Day 4: It's Gotta Be Andy

December 4: Favorite Christmas Song

It changes. This year it's "Christmas Holiday." There's an urgency, an eager anticipation that really appeals to me this year.

"Yuletide! Good cheer! Christmas is here!"

While the song may change year-to-year, my favorite holiday artist never does. Andy Williams. Between Thanksgiving and New Year's Day, I want to hear Andy Williams every day.

When I was a kid, I fantasized like mad about spending Christmas with Andy as his family. I knew them from his annual holiday show: they were a big clan, they sang, they never fought. Of course, in 1976 the ex-Mrs. Williams shot her lover, so I guess no one is as they seem.

But let's not allow that pesky reality to harsh our holiday buzz!
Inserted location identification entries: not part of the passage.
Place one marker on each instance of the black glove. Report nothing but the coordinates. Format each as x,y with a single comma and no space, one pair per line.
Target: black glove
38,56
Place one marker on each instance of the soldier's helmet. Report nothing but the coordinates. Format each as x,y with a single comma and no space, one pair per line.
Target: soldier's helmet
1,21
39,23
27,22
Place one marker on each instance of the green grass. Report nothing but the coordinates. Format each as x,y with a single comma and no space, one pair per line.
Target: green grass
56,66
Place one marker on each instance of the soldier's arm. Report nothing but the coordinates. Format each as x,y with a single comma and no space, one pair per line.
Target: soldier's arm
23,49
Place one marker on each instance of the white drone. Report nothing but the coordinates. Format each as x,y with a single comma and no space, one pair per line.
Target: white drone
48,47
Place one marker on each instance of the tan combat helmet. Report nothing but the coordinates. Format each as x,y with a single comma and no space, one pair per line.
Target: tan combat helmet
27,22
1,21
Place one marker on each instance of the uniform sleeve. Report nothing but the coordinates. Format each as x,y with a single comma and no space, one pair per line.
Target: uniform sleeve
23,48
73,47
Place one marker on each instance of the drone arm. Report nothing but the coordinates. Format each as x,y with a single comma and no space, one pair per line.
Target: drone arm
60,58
To play along with this challenge, click here.

Day 3: The Truth Is Out There

December 3: How/when did you find out Santa isn't real
Throughout the Christmas break from Kindergarten, I started questioning.
•  Why does Santa use the same wrapping paper and gift tags as my mom?
•  Why did the kids down the block get so much less? Does Santa give less to kids in big families?
My mother remembered it as me "challenging" her, but at this point I still believed. I wanted answers, that's all. For the following Christmas, my mom purchased separate "Santa paper" and the gift tag became just squares of paper that she wrote with her left hand. In retrospect, I'm touched by how much work she put into maintaining the illusion.

Alas, by then (first grade) the jig was up. Too many kids at school were starting to question at well. I don't remember their specific queries, but they were different than mine. That meant there were a lot of unresolved issues! For me, the last straw was the adhesive where price stickers had obviously been. If elves made this toy, why does the package have a price sticker?

So, just before Christmas in second grade, my parents sat my sister and I down in my room and told us the truth. My dad -- in a move remarkably thoughtful for a man who was so uncomfortable parenting -- read us a condensced version of the New York newspaper's "Yes, Virginia, There Is a Santa Claus" editorial. 
"Yeah, yeah," I was thinking. "Now get out of my room. This is weird."

My older sister, however, was a different case. A third grader, remember. She was shattered. She cried, really cried. Red face and snots. 

It was not the first time I thought she was an idiot.

To play along with this challenge, click here.
December 2: My 2012 Wish List

What I wanted then, I still want now: Homemade gingerbread! Men would be optimal, but I'll happily accept a gingerbread loaf or plain old round cookies.

My niece is an exceptional cook and simply refuses to make it for me. She says the kind I'll "settle" for are not the type she wants to make and she simply doesn't have time to make them the way she wants to. It also amuses her that I want them so badly. Last year she gave me ginger beer. The year before that it was a box of a gazillion little store-bought gingerbread stars. I don't recall what she did in 2013, but I'm sure this year she'll come up with yet another way to taunt me.